Just to play angel's advocate, your parent could have been referring to an abstract malicious hacker, who would probably think the same way and use the same techniques as Pinky. The "mind of a hacker (the malicious kind)" is probably very much like the mind of Pinky, except for the parts governing ethics. And he asks what to do "against people like this", not what to do against Pinky himself.
But you are right, and it is valuable to point out that neither Pinky nor Homakov nor any other talented whitehat are in no way malicious.
IMHO, as Pinkie demonstrated, there isn't anything foolproof that you can do against a malicious hacker. Having sponsored and/or incentives for white hat hackers to find and report exploits seems to be the best answer.
If this stance were adopted into the wider software development community, would it turn more black hat hackers into white hats?
Honestly, the overall process reminds me of what I do some days trying to automate processes which were not designed to be automated. I know what I want to do, I just have to figure out how, step by small step, using things not in the way they were intended to be used.

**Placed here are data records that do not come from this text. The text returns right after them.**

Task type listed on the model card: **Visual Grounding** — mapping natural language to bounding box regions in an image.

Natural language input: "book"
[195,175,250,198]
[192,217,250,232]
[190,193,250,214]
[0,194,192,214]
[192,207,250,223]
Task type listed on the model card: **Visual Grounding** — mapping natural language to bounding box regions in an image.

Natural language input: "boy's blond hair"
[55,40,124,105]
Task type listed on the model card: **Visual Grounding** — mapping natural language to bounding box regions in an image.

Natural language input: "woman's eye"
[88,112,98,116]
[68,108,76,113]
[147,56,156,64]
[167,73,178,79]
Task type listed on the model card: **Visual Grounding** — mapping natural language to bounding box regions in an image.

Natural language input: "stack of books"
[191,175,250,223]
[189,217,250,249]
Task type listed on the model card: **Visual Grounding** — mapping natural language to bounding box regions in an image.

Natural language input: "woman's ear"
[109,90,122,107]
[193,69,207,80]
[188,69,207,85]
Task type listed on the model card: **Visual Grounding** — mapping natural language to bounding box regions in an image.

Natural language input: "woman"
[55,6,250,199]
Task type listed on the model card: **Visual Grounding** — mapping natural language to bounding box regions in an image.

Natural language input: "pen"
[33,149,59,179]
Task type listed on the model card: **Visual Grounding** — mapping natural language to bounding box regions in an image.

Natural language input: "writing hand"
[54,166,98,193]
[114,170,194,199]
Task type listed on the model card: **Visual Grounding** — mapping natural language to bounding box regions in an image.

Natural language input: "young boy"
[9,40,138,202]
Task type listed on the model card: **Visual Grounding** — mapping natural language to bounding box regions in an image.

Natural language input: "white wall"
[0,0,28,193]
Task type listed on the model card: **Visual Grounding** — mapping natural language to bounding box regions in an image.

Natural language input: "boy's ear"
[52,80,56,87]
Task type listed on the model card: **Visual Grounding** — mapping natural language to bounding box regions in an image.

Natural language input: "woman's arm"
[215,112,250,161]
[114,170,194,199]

No, crackers defeat software protections. No one in the security industry (legitimate or otherwise), uses the term cracker for anything other than that, despite what Eric S Raymond et al would like you to believe.
Well, if you start from the last step (I want to load an NPAPI extension because I can gain control from one) and work backwards it seems a little less like stumbling in the dark.
I liked the confirmation prompt bug though, that was icing on the cake.
It is scary that once you have a foothold it just becomes a matter of time until someone figures out how to use it to piggyback on to more unrestricted space.
It's available for extensions I think (there's also the higher-level WebGL which you must be aware of), and requires whitelisted graphic drivers. As you can see, graphic acceleration offers a huge attack surface (memory-unsafety in C++ code, plus logic bugs at highly privileged levels like graphic drivers, firmware, and the hardware itself). Some of these layers realistically won't be protected until they have proper IOMMU support.